I started out at the top of the hill and made my way down the path through the woods. First thing I came across was a badger sett with an incredibly steep slope outside the entrance. It also had two holes in front of it that looked like places where a tree had fallen on the sett and caved it in. If you looked closely you could see the tunnels deep down in the holes.
|The current entrance hole with the tell-tale pile of chalk scraping. In front there|
are two dark patches covered in sticks and logs. These appear to be places
where a tunnel roof has caved in.
|Scratch marks in the chalk|
|In the caved in tunnel you can see tunnels leading away.|
Gore alert: Skip the next photo if you don't want to see a bit of gore!

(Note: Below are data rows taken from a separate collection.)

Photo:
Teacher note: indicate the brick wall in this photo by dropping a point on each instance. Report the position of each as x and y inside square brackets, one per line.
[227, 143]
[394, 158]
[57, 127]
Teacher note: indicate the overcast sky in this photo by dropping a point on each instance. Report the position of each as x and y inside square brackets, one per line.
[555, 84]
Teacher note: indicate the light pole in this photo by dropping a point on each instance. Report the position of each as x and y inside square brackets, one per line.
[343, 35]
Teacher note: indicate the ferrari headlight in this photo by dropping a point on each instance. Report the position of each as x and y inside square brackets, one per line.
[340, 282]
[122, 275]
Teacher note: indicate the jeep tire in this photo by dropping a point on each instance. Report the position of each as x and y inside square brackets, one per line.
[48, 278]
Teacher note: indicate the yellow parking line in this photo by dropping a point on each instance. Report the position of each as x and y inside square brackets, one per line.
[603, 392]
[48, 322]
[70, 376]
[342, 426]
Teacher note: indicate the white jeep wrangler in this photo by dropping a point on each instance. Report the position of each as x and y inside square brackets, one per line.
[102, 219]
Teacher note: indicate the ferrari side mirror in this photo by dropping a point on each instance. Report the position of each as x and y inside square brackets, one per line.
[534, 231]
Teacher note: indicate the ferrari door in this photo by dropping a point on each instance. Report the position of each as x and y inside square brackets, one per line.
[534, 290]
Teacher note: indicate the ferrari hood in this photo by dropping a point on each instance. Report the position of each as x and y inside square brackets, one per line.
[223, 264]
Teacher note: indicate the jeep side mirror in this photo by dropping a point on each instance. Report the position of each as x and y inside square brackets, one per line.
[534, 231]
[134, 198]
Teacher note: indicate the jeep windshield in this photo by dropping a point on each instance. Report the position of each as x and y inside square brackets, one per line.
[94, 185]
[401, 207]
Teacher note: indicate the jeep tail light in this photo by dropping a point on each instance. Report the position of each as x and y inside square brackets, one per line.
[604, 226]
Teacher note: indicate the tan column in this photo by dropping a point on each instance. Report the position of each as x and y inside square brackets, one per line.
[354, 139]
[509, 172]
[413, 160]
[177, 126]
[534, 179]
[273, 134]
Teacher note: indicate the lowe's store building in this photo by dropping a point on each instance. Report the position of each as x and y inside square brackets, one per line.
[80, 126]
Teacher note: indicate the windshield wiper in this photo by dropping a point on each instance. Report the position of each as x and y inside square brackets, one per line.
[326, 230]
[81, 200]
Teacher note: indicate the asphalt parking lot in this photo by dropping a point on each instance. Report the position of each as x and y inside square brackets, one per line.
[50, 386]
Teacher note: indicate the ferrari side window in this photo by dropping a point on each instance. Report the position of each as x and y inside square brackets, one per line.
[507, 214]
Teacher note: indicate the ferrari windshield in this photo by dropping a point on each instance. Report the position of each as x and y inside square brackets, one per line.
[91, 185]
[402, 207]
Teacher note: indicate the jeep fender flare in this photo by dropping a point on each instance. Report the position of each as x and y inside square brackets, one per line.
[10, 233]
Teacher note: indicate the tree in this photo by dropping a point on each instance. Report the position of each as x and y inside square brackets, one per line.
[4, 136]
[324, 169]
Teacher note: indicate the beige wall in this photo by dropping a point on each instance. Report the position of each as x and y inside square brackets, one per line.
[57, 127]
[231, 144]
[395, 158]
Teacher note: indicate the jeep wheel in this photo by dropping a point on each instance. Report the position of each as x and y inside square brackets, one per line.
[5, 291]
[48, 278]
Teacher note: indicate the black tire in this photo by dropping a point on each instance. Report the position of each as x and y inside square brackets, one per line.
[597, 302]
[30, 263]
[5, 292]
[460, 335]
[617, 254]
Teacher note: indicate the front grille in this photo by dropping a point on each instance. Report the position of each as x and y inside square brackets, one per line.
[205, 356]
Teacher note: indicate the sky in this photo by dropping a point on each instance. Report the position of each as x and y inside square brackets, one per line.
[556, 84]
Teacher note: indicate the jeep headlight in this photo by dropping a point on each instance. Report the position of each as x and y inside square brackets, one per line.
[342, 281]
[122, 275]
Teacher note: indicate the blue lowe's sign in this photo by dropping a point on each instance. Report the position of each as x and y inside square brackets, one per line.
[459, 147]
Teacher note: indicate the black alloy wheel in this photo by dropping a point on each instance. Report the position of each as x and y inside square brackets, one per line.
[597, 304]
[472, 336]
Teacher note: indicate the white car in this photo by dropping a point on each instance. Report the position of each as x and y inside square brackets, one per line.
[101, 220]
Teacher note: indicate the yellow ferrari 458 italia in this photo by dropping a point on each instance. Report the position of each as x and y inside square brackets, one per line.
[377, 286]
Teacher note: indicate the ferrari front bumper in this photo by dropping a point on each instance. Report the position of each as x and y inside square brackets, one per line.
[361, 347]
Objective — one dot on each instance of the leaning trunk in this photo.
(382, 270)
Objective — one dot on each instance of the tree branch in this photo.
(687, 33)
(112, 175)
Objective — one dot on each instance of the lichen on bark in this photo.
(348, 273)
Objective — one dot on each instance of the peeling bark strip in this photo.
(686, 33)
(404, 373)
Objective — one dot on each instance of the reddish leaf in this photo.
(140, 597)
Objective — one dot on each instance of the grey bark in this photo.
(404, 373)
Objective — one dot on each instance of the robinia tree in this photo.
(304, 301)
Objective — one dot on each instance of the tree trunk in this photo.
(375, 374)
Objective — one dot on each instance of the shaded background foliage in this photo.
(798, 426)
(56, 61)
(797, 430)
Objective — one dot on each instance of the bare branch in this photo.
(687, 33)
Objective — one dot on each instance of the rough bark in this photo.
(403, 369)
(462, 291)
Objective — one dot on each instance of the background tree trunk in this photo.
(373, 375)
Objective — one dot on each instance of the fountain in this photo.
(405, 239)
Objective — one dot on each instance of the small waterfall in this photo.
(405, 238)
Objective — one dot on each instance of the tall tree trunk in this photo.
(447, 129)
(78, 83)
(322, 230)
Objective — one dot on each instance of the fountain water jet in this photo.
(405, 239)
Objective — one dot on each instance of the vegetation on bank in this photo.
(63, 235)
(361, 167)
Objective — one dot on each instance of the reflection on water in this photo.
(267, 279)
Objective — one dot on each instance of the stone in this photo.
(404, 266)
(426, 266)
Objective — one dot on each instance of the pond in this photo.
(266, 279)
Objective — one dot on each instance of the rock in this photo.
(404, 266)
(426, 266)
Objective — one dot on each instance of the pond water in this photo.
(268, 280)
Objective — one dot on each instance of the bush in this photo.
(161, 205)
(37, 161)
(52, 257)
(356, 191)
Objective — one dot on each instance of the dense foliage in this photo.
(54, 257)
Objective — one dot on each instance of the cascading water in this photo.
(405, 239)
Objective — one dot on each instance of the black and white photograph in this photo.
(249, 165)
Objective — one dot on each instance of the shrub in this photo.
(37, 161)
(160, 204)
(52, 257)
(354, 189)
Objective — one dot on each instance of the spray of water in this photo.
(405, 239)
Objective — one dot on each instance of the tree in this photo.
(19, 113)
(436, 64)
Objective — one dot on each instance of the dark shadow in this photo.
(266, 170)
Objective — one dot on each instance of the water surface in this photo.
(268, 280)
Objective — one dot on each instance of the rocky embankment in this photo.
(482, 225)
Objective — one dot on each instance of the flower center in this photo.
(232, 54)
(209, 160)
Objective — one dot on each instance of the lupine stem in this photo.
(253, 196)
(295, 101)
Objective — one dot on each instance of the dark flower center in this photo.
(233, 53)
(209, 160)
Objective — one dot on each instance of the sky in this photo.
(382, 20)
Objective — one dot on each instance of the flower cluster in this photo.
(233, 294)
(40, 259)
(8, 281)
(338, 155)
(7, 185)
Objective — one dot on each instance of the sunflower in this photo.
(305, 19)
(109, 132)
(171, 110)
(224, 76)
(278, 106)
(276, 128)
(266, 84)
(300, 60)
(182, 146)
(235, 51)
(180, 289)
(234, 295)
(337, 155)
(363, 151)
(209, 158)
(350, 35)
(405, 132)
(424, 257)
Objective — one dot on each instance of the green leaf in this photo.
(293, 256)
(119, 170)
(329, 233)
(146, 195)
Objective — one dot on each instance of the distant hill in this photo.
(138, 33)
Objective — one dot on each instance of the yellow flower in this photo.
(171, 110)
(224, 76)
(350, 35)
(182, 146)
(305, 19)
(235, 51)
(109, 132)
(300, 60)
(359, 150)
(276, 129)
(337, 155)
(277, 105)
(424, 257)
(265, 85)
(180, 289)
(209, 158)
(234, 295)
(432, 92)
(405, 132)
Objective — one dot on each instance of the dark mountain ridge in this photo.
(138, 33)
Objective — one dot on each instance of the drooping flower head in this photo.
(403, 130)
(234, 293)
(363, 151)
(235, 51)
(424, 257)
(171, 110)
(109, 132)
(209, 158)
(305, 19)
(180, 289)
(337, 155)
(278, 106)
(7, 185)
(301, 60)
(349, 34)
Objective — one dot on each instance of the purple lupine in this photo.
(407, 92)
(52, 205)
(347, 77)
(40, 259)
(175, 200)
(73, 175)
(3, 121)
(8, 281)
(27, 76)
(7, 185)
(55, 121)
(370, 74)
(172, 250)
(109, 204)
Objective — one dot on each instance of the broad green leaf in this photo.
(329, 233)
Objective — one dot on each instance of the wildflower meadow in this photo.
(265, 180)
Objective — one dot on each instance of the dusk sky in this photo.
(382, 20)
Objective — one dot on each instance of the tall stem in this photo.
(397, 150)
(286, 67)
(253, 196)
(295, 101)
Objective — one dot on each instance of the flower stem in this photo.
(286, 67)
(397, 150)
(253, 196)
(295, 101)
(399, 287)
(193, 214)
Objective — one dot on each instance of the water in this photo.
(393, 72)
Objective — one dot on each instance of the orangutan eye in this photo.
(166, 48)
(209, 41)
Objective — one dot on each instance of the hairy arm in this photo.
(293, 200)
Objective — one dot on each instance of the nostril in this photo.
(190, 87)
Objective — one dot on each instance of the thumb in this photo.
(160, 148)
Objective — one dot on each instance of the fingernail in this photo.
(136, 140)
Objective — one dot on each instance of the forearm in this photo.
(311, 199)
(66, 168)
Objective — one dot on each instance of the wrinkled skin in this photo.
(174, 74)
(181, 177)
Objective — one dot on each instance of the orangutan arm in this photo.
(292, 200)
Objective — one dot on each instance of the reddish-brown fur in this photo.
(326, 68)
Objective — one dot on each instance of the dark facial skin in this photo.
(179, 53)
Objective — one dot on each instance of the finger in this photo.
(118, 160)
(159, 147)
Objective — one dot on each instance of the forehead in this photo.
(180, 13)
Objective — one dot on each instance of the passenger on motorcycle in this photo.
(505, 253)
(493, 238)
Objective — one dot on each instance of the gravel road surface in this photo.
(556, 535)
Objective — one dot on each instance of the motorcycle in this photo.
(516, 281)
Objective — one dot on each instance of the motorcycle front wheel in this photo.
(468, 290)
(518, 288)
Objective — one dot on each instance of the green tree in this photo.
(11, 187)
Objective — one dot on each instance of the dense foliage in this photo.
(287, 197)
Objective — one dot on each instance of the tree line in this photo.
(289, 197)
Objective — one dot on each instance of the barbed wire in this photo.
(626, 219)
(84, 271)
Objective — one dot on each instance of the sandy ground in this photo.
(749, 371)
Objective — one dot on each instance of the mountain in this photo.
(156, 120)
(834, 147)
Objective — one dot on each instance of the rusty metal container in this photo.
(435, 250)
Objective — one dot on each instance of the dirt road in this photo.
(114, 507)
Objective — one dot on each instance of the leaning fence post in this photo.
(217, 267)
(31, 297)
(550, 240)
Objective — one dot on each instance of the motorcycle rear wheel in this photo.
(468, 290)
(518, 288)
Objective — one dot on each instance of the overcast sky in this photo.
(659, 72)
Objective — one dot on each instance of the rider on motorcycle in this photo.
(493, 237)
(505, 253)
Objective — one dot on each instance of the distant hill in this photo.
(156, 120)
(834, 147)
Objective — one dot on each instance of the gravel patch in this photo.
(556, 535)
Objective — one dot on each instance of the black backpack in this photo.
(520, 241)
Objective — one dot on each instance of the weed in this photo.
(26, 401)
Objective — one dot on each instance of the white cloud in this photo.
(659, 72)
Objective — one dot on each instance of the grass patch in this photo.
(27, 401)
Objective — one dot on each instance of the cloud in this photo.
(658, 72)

Back on the path a baby bunny had been killed by something, probably a bird as it looked like the best bits had been pecked out: the liver and heart.
I carried on down the path and took a sharp left onto the Pheasant's Path, where I reached one of my favourite trees.
|Pheasant's Path and a lovely old Beech tree|
There were lots of very well rotted wood piles along part of the path. They were full of centipedes, snails, worms, woodlice and all sorts of lovely little creatures. Bug Mad Girl would love to have a good rummage through there.
|A lot of wood had been left to rot - heaven for all sorts of minibeasts!|
|The trees opened out to reveal a glade in the otherwise shaded wood|
|Some very impressive thistles were growing in the glade|
|Black Hedge, running along the lower edge of the reserve|
|Black Hedge on the right, with the chalk cross on Whiteleaf Hill above|
I turned back and followed the path back past Black Hedge until I reached the bottom of the steep steps up the hill, where we usually emerge after following the Pheasant's Path. Now I was back on familiar territory and plodded my way up the steps and out onto the grassland slope, back up to the top of the hill.
|The view from the top!|
I'd hoped I might stumble across some White Helleborines (orchids that grow somewhere on Brush Hill in the shade of the Beech trees), but I think it may still be a bit early for them to flower yet. Even though I didn't see any, it was a lovely walk, I dodged all the showers and I really enjoyed exploring a new part of a very familiar reserve and finding out a few more of its secrets.